Back on the bike today and making forward progress. From the campsite at Jenny Lake I took the bike path south and connected with the highway north. The highway follows Snake River upstream, the same river that I crossed over at the Oregon/Idaho border, its headwaters are in Yellowstone.



Back onto the TransAmerica route the highway follows the Buffalo Fork of the Snake River east. After a few miles the trail starts climbing, we cross over the Continental Divide again, and at 9,500 feet it’s the second highest pass on the route. It was a steady climb up, hot in the sun, but the kicker was the mosquitos buzzing my head as I sweated up the inclines.


I made it up to the summit for lunch, and sat behind the forest service sign seeking some shade. Just as I was finishing up a couple of raindrops fell, and then some hail. I packed up to start the descent, hoping not to get wet.

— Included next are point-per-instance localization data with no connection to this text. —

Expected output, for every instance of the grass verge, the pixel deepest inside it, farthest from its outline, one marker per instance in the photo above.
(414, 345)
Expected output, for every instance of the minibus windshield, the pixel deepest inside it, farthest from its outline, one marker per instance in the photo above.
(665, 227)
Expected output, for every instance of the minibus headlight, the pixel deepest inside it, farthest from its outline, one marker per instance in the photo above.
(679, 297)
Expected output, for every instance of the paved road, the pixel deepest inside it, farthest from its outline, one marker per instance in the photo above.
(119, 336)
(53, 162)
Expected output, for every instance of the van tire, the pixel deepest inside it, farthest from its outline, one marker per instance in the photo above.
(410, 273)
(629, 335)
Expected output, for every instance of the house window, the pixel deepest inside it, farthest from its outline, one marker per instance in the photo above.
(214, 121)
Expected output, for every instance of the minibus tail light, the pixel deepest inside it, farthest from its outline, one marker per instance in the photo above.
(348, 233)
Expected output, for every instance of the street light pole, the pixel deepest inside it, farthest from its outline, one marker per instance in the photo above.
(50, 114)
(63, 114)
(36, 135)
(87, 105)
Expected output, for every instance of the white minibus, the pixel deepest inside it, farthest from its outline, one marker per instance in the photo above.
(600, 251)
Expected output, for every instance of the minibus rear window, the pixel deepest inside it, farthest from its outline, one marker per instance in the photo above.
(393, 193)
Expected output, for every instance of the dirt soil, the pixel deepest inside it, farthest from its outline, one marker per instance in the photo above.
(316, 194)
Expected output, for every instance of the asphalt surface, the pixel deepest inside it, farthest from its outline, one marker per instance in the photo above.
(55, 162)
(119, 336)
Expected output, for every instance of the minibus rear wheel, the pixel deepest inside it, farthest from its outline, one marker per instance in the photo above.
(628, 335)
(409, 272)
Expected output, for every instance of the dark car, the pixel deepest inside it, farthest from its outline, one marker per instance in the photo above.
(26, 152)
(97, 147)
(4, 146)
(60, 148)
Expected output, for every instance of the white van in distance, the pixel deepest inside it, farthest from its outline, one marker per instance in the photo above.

Multiple people I’ve talked to on the trail have warned me about Wyoming; it’s a long dry stretch of desert with notoriously high winds, and that the landscape would get old. That was not true today, cresting the summit there were huge buttes, hills formed of harder rock on top of softer rock that erodes away. In the distance were snowy mountains. The descent from the pass followed Wind River, which snaked in a narrow green valley surrounded by rolling hills. And when I got down closer to Dubois large bright red sandstone hills jutted out. The one thing that rung true, and the name of the river gives it away, there is a lot of wind, but luckily today it is a tail wind.



Tonight I’m staying I Dubois in a biker hostel run by a church, and there’s 4 other bikers staying also, all doing the TransAmerica. Tomorrow is forecast to get very hot again so I’ll try and leave as early as I can.